Segundo Thais, propostas pedagógicas que incentivam a aprendizagem por descoberta, experimentação e investigação também proporcionam outra visão sobre o erro, que torna-se mais um resultado da experiência e indicativo para tentar outro caminho, e o compartilhamento de ideias, que acontece a todo momento, não só ao fim do projeto.
Leo Burd, pesquisador no MIT Media Lab (EUA) e um dos coordenadores da RBAC, contribui ao defender que as construções, explorações e compartilhamentos contextualizados no âmbito da aprendizagem criativa possibilitam aos estudantes se conectarem de forma mais pessoal às temáticas da atividade, propiciando uma aprendizagem mais profunda e duradoura que vai além da sala de aula.

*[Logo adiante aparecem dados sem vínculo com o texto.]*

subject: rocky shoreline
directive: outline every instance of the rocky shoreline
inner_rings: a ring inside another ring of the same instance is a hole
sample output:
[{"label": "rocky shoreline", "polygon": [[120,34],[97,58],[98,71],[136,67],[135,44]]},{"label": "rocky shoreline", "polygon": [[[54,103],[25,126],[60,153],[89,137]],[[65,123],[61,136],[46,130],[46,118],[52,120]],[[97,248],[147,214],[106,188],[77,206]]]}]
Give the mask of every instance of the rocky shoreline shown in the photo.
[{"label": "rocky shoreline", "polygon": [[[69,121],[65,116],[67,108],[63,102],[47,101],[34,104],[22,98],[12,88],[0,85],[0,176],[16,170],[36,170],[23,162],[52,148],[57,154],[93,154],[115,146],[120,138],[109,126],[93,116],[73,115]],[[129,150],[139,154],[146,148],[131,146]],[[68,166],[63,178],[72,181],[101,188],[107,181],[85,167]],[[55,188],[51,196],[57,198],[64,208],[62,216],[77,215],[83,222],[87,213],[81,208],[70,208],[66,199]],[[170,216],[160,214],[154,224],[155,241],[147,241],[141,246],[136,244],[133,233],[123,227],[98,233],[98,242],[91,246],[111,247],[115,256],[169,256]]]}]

Pegando o exemplo dos projetos das professoras de Jaguariúna apresentados acima, Leo afirma que, não raro, a alfabetização e o aprendizado matemático são feitos de forma muito abstrata e distante da realidade dos alunos. “A aprendizagem criativa, ao trabalhar a construção de projetos concretos e significativos, ajuda os estudantes a se conectarem com o que está sendo aprendido e a enxergarem como a escrita e a matemática podem contribuir para a compreensão e a construção do mundo em que vivemos.”
Trata-se, portanto, como explica Leo, de mudar a forma como as ideias são apresentadas aos estudantes, transformando a lógica de conteúdos que parecem forçados e não relevantes. Na aprendizagem criativa, os conceitos ganham outra dimensão quando podem ser explorados de forma mais livre ou como parte da construção de algo que faça sentido. “O próprio processo de criação com materiais diversos favorece o aprendizado mesmo para aqueles estudantes que têm mais dificuldade com as abordagens mais expositivas e teóricas”, exemplifica.